Services lasted into the 1939-45
War under London, Midland and Scottish Railway supervision but
were discontinued after about 1943 because horse boats were then relatively few
- there had been motor boats on the canal for some time. These were allowed
ahead of the tug but had to keep to the timetable, although they paid no tunnel
toll. After withdrawal of the tugs the old timetables were kept and regulated
by the keepers, latterly only one at Preston Brook who had to cycle over by the
horse path. In the early fifties the British Transport Commission put in a traffic
light system, the lights being actuated by switches operated by wheels which
rubbed along the boats' hulls. They were removed by 1958 and a time interval
system introduced, boats being allowed in at so many minutes past each hour.
During the sixties this too was abandoned and one proceeded if the way was
clear. However the recent increase in the number of pleasure boats has resulted
in the introduction of a working timetable at weekends between the months of
April and October.
Images of the Trent
and Mersey tunnel tugs

One of the two small tugs, originally thought to be photographed
between Barnton and Saltersford. However, since it is a fairly wide waterway,
it is probably the River Weaver, possibly between Weston Point and
Anderton. It is suggested that the tugs
were being used to work traffic round a stoppage on the canal.
(courtesy of Mrs Sarah Heath)

With a coal boat in tow, one of the small tugs approaches Saltersford eastern portal in 1910. (courtesy of Michael Ware)

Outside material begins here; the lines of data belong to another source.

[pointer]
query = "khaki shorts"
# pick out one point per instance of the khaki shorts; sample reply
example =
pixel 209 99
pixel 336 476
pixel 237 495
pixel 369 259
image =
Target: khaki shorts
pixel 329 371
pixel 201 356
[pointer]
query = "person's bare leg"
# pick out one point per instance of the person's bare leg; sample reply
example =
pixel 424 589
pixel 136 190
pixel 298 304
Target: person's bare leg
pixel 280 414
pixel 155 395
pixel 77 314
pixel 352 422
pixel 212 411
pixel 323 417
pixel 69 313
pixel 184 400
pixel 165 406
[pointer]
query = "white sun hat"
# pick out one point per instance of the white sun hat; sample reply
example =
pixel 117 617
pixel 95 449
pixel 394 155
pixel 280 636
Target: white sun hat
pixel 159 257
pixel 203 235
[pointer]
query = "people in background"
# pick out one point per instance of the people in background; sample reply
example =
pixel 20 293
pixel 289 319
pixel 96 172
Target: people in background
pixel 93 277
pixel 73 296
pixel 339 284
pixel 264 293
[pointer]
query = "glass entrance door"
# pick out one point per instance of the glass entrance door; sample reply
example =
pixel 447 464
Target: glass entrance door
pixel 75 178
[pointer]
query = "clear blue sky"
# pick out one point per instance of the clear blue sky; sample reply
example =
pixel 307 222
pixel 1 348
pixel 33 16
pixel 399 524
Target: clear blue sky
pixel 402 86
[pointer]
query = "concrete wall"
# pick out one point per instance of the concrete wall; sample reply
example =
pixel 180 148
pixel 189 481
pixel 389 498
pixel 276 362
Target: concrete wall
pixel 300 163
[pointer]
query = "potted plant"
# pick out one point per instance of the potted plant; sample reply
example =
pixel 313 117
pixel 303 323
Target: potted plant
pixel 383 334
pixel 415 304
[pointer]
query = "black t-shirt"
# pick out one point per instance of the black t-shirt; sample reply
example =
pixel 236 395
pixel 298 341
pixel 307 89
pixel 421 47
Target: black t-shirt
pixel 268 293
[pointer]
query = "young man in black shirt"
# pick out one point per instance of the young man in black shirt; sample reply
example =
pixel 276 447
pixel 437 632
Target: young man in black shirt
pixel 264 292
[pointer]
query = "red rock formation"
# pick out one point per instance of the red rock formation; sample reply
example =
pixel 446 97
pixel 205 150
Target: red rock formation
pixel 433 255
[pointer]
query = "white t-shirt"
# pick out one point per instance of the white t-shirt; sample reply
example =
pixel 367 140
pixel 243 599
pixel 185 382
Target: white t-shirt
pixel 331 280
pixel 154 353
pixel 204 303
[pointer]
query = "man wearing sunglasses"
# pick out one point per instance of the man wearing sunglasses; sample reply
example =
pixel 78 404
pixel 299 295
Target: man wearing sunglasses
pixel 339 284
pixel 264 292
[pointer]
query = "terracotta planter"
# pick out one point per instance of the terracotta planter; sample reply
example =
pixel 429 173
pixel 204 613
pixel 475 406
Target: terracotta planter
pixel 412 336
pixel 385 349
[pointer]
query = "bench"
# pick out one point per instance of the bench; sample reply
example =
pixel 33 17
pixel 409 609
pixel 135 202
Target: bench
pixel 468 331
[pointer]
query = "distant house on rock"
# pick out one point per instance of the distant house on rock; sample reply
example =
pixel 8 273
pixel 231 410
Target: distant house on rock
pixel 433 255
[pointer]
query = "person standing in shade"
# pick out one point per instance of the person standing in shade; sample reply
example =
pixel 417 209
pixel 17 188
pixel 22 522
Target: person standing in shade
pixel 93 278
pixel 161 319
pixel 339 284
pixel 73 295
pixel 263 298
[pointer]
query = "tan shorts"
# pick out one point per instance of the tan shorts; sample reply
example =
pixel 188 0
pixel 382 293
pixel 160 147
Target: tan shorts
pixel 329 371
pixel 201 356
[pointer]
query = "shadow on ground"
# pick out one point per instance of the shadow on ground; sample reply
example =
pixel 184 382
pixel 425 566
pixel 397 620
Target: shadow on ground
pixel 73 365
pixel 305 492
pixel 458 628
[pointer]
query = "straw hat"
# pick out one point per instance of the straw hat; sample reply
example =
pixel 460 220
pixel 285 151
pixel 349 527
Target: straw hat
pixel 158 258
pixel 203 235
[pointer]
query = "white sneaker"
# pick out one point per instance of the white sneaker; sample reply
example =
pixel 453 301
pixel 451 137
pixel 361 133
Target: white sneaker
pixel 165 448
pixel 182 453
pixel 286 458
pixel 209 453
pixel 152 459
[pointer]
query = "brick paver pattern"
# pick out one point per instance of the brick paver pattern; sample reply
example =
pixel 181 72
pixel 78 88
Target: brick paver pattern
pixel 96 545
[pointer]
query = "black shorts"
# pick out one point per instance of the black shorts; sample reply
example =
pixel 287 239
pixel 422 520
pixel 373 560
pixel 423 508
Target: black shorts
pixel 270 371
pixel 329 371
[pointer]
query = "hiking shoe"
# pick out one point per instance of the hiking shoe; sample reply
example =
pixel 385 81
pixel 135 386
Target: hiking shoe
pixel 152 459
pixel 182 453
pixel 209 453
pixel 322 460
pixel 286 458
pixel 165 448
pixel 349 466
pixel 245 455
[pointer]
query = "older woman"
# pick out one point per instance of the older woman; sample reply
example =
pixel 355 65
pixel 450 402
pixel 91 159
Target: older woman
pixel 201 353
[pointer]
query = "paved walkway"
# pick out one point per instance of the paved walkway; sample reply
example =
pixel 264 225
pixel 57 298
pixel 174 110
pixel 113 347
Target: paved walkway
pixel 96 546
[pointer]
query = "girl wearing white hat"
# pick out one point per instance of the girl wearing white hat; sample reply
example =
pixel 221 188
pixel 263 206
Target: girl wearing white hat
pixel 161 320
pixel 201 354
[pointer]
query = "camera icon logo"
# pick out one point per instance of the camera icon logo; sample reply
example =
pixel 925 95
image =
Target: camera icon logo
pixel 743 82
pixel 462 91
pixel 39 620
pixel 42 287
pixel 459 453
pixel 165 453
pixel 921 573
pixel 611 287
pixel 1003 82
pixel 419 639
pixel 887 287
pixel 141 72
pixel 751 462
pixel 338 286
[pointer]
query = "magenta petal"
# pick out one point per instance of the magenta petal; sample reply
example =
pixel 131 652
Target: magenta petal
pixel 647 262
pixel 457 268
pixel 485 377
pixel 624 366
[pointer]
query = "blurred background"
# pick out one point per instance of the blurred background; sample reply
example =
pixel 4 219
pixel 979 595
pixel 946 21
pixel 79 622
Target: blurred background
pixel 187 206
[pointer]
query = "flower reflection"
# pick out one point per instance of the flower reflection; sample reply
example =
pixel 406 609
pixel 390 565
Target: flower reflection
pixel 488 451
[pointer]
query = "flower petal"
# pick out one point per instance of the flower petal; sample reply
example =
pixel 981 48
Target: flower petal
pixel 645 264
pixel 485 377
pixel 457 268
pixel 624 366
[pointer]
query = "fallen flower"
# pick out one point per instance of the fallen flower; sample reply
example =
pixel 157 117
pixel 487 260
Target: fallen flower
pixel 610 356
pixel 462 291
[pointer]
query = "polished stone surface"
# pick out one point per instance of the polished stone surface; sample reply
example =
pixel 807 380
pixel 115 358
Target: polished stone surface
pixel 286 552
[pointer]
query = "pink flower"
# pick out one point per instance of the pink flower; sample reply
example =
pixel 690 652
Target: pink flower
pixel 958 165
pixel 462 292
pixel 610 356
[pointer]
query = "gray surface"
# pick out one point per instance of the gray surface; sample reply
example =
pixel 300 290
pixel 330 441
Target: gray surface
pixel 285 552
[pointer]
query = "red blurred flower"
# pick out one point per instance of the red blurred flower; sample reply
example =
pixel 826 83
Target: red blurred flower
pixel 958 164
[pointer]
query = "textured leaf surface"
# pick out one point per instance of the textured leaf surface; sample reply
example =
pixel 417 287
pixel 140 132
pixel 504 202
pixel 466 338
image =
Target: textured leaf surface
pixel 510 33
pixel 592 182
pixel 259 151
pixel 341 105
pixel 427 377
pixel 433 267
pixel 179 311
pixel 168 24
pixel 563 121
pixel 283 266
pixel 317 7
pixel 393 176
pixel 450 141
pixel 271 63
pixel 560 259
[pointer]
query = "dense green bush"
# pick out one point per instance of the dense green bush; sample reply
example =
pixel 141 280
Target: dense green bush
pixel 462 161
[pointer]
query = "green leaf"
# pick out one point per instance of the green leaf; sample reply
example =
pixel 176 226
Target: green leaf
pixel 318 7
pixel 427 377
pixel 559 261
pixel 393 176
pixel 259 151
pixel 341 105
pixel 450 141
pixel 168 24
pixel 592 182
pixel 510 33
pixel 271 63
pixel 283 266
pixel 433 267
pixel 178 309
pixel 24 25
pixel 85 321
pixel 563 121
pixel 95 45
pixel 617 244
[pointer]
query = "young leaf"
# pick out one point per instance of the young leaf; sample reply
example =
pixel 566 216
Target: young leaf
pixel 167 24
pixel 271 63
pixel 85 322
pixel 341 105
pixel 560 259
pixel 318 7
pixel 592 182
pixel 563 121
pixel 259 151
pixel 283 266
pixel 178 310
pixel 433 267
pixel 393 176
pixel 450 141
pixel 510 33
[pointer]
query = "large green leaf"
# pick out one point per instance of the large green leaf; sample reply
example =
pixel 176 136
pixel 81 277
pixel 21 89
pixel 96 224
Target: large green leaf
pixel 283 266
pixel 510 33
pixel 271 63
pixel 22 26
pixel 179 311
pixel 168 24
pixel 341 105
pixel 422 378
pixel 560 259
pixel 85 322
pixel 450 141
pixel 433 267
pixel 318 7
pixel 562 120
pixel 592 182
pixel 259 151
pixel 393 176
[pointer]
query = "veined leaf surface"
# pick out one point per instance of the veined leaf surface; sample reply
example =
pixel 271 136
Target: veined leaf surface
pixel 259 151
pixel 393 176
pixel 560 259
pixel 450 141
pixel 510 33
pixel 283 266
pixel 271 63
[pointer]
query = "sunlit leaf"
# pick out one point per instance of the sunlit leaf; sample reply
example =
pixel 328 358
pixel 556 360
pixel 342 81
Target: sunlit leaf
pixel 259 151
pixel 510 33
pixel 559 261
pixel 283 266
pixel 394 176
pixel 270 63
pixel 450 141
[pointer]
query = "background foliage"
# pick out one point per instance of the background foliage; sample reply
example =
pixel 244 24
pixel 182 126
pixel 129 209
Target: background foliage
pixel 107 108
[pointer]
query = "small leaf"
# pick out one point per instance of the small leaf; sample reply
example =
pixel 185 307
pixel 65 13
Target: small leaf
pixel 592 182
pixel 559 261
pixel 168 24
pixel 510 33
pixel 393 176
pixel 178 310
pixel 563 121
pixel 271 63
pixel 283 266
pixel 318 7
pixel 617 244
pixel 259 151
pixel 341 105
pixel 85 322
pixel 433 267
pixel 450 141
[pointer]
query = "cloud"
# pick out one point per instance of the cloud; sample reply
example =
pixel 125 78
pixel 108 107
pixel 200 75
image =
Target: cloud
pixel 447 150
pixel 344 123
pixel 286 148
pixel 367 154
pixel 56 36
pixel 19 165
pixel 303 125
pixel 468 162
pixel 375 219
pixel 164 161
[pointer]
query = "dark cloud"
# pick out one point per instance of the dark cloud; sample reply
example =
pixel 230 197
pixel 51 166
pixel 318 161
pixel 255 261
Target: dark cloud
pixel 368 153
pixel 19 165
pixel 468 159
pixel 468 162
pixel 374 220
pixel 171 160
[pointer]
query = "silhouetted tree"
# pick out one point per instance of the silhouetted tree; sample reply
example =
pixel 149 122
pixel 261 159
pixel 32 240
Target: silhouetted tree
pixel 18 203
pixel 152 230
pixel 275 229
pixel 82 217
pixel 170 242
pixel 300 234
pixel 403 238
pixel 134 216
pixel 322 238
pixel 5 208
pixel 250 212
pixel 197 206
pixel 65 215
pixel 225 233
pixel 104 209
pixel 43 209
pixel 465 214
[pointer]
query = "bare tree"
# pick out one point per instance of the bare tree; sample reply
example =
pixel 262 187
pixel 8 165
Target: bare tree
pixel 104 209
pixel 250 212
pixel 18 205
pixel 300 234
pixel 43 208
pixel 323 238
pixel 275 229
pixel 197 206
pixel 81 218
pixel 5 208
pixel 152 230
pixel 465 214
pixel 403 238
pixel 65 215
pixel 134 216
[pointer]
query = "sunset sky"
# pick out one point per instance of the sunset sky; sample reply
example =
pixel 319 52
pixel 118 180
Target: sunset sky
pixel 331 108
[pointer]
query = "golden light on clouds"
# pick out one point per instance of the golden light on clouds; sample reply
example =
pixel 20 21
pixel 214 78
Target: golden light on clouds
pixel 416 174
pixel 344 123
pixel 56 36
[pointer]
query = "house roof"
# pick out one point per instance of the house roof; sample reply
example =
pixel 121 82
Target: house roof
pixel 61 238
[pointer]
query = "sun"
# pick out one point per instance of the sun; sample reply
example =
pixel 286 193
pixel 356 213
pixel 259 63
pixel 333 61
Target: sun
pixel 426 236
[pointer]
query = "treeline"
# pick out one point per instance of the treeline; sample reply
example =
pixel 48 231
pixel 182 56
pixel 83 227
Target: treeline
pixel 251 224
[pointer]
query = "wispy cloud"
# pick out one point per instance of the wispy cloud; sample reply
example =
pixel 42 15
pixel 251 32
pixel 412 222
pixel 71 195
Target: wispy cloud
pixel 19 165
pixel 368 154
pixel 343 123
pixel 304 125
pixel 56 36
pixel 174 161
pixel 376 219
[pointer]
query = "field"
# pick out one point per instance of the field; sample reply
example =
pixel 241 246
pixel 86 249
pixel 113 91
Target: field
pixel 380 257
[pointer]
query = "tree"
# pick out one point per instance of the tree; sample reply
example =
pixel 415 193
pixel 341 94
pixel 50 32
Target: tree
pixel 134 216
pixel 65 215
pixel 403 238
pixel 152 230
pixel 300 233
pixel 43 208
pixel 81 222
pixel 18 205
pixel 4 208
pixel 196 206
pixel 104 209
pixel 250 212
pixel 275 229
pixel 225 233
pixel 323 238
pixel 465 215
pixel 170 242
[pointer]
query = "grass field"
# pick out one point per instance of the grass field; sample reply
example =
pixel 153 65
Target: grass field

One of the small tugs at Dutton

One of the small tugs leaving the western end of Barnton Tunnel

The tug shown here at the southern (Dutton) end of Preston Brook Tunnel
is Tug No 1 which normally acted as the spare. The crewmen are George
Lightfoot, Ernest Clare and Fred Higgins.
(Courtesy of Fred Higgins)

This is the only known image of No 3 Tug. This was the larger tug which
only operated in Preston Brook Tunnel.
She is shown here exiting from the southern portal.